Rubak.com

Reality of $1/Hour

Posted Dec 05, 2013

So today, unions sponsored another set of protests (and calling them strikes, as if those employees that were involved were already in a union) in an attempt to bully McDonald's, Taco Bell and other fast food chains to increase their minimum wage from ~$7-8/hour to $15/hour. Almost double.

I'll skip the issues of these unions just trying to increase their own membership and destroying entire industries to do it. I'll discuss unions in another post.

Tonight, I just want to show some simple math.

First, some foundational facts. we'll use McDonald's as our test subject.


1.8 million employees. $5.4 Billion is net profit. Sounds like they could afford to increase those wages a bit, eh? Look again.

Let's pretend we increase all 1.8 million employees a mere $1/hour
They're mostly part-time so let's say they average 30 hours/week.

1.8 million employees X 30 hours X 52 weeks/year = $2,808,000,000

Yep. $2.8 Billion dollars. Congratulations, you just wiped out almost half their entire corporate profits.

The result? The stock just lost 1/2 their worth. Stock holders, in a frenzy of selling, plummet the price down, wiping out billions of net worth for investors. Investors who would have eventually sold and invested their profits into something else, perhaps the business you work in.

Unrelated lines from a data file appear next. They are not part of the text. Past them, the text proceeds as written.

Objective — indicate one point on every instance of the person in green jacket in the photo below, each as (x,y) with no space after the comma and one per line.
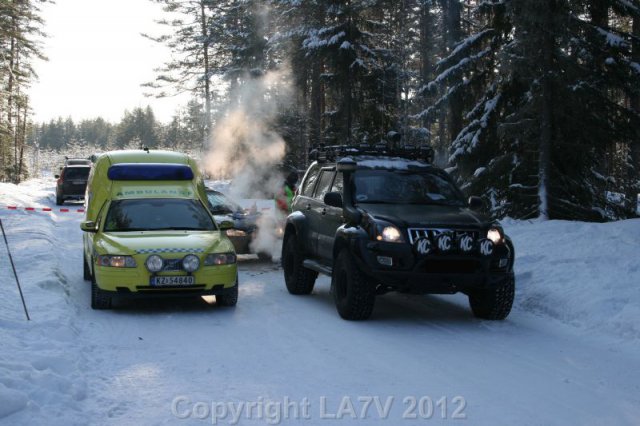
(284,197)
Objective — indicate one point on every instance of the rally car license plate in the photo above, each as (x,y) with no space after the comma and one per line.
(172,281)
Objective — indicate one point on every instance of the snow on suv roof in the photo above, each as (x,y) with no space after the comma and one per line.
(396,163)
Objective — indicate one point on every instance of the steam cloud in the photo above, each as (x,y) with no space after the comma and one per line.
(244,146)
(246,149)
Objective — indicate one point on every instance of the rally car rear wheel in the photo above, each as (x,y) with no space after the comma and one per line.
(87,271)
(99,298)
(230,298)
(493,303)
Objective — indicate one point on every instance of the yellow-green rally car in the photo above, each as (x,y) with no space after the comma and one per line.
(148,232)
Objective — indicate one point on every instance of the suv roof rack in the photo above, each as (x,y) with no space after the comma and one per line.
(323,154)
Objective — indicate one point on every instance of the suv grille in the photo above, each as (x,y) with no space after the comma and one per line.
(431,233)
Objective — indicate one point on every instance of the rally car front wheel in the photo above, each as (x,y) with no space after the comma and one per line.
(493,303)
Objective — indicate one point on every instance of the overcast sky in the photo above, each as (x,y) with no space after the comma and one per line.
(98,59)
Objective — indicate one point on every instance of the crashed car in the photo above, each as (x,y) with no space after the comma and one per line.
(249,225)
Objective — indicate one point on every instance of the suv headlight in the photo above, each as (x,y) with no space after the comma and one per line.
(215,259)
(495,235)
(387,232)
(116,261)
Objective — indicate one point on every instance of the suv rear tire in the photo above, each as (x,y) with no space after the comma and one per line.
(87,271)
(493,303)
(352,292)
(299,280)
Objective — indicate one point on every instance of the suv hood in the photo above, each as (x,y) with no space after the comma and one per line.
(425,215)
(129,243)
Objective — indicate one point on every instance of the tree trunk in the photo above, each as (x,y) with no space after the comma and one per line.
(207,72)
(546,119)
(453,36)
(635,105)
(426,41)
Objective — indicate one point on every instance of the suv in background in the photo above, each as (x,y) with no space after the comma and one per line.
(380,220)
(76,161)
(72,182)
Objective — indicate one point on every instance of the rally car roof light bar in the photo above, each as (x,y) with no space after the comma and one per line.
(324,154)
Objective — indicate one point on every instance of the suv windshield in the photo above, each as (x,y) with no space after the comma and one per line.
(76,173)
(219,204)
(405,187)
(157,215)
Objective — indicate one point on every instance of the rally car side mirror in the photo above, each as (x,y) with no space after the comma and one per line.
(333,199)
(476,203)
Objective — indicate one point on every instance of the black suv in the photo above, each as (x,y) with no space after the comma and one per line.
(387,220)
(72,182)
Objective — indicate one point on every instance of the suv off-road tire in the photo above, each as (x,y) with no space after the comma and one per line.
(353,294)
(493,303)
(86,269)
(99,298)
(229,298)
(264,256)
(299,280)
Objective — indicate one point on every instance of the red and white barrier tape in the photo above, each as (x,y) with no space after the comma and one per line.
(45,209)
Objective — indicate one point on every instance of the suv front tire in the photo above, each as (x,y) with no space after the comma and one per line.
(493,303)
(353,294)
(299,280)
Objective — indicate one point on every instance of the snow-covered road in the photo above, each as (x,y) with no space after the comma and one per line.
(557,359)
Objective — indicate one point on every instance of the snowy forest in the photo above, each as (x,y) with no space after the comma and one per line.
(534,105)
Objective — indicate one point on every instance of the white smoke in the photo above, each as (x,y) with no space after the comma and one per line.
(246,149)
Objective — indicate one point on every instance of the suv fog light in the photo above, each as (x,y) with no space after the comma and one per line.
(191,263)
(486,247)
(154,263)
(385,260)
(465,244)
(444,242)
(494,235)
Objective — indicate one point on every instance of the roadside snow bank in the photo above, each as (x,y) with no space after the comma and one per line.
(584,274)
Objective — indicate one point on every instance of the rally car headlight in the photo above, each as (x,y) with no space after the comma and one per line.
(219,259)
(236,233)
(495,235)
(190,263)
(116,261)
(154,263)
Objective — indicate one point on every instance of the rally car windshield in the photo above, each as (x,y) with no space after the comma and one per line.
(158,215)
(405,187)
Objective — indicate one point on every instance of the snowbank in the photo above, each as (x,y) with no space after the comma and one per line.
(584,274)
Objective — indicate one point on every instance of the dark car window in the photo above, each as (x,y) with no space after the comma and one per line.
(402,187)
(76,173)
(324,183)
(337,183)
(309,183)
(155,214)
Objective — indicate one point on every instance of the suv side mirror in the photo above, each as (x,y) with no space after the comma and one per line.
(89,226)
(225,224)
(333,199)
(476,203)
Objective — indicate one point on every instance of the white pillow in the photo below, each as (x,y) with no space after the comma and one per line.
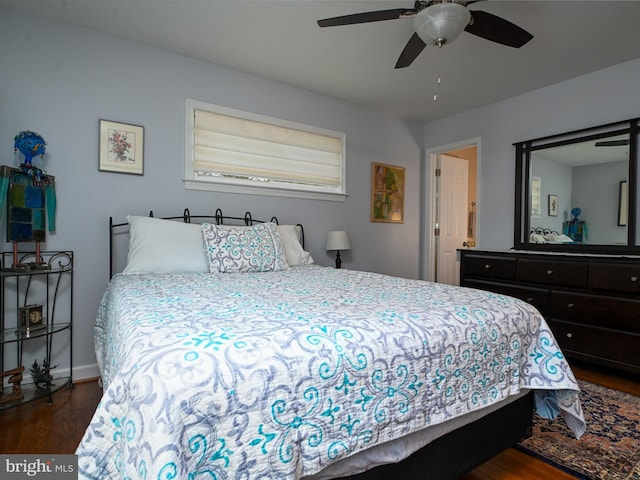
(164,246)
(292,248)
(233,249)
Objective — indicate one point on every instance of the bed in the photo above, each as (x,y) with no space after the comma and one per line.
(222,364)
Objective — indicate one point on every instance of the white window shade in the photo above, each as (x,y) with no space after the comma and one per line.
(233,147)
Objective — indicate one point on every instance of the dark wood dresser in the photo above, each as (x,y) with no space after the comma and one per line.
(591,302)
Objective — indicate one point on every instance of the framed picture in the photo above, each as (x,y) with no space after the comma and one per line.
(121,148)
(553,205)
(387,193)
(622,203)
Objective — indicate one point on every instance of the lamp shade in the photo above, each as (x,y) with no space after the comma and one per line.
(338,240)
(441,23)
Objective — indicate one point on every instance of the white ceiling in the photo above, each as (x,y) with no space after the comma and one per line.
(281,40)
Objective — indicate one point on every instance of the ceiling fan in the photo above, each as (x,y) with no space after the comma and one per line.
(437,22)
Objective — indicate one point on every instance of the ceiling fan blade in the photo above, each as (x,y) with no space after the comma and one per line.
(612,143)
(490,27)
(366,17)
(412,49)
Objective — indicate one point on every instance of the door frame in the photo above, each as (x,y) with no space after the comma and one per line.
(428,258)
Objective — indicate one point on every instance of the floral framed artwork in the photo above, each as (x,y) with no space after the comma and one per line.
(553,205)
(387,193)
(121,148)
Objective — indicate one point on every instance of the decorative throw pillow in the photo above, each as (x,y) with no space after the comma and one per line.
(294,253)
(256,248)
(164,246)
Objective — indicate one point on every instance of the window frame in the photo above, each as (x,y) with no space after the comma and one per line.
(231,184)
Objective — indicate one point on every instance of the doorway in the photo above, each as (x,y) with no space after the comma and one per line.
(452,208)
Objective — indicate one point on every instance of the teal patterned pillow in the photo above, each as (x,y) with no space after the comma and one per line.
(232,249)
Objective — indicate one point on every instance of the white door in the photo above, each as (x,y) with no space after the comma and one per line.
(453,217)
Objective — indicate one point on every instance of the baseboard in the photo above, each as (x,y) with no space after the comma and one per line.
(86,372)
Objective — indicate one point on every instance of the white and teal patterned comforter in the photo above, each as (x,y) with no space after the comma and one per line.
(277,375)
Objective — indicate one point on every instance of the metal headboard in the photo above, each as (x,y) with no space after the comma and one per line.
(218,218)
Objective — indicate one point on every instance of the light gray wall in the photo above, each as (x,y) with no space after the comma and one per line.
(596,193)
(59,81)
(555,180)
(601,97)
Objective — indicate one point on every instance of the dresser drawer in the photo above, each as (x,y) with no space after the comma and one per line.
(538,297)
(619,349)
(553,272)
(615,277)
(601,311)
(488,267)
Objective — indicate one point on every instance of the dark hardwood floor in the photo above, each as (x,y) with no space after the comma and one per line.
(40,428)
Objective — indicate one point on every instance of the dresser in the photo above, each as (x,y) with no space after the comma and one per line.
(591,302)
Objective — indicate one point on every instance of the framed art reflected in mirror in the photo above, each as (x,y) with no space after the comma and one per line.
(622,203)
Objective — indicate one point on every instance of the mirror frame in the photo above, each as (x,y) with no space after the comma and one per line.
(523,197)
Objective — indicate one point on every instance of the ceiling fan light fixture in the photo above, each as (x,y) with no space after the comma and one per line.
(441,23)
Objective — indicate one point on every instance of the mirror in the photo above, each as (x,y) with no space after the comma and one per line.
(577,191)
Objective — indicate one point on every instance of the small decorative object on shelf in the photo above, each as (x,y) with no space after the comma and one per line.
(15,377)
(42,378)
(30,318)
(576,229)
(36,321)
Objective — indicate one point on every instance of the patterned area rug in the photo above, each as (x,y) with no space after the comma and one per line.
(610,448)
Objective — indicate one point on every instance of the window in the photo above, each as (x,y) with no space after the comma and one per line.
(233,151)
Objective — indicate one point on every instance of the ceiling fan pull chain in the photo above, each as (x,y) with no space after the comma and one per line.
(438,78)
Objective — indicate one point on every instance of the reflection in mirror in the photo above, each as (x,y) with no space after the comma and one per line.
(577,191)
(578,186)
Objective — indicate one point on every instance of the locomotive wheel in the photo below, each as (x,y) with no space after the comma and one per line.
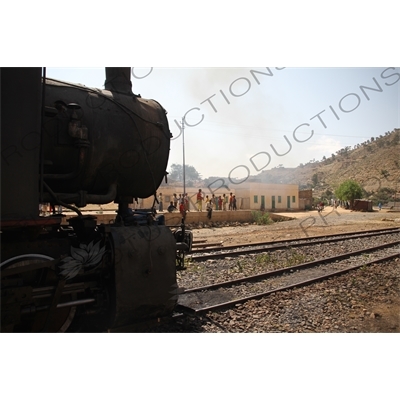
(37,320)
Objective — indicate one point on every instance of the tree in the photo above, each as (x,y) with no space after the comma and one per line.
(191,173)
(349,190)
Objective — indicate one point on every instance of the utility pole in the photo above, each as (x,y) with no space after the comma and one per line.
(183,152)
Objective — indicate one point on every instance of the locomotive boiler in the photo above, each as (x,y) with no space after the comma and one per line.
(69,145)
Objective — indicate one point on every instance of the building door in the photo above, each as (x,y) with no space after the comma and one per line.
(262,203)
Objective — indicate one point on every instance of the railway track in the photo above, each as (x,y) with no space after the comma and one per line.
(216,252)
(232,292)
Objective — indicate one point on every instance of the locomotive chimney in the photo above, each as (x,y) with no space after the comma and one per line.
(118,80)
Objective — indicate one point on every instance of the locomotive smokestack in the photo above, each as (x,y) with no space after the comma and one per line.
(118,80)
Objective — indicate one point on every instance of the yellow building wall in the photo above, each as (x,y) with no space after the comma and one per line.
(249,196)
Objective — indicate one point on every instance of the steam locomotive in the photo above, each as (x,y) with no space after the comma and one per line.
(70,145)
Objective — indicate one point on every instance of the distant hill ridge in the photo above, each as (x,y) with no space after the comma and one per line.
(375,164)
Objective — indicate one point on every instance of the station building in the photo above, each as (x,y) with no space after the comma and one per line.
(249,196)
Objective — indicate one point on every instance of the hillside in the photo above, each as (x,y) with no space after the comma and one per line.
(375,164)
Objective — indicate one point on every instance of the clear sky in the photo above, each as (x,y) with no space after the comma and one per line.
(244,120)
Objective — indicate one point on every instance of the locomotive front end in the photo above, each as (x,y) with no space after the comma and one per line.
(69,145)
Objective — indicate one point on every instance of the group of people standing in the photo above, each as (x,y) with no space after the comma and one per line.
(181,203)
(216,202)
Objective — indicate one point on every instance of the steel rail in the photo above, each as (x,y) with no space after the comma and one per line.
(258,296)
(248,248)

But now they can't, because that money's gone.

The New York Stock Exchange index drops like a rock, due to the ripple effect of large increases/drops on the indexes, further removing potential investment money for the things you care deeply about.

Oh, and that 401(k) or other investment plan you have? Wanna bet what this will do to it? I can almost guarantee the stock code MCD and/or NYSE index is floating in their inventory of diversified investments. So yeah, your net worth just dropped too.

@ $2/hour increase across the board, we come to $5.6 Billion, wiping out all profit.

That's right. You just destroyed Mcdonald's. We now have 1.8 million more employees looking for work. Plus those stock investors, including you? screwed.

But it's even worse. remember this part?
Total operating costs and expenses: $18,962,000,000

That line means they spend almost $19 Billion dollars/year on construction, electricity, office supplies, wages, taxes, food, etc. etc. etc.

All those farms, companies, contractors, etc. that does business with them? Lower sales. Lower profits. Workers let go.

And it's even worse than that, because these are corporate numbers, and of the 34,480 MCD locations, 27,882 are franchises. Gone.

Oh yeah, and they want to do this at Wendy's, Taco Bell, Carl's Junior, In-n-Out, Burger King...

Plus, don't forget the other smaller restaurants. They work on even smaller profit margins.

So tell me again how doubling low-level job wages are a good thing?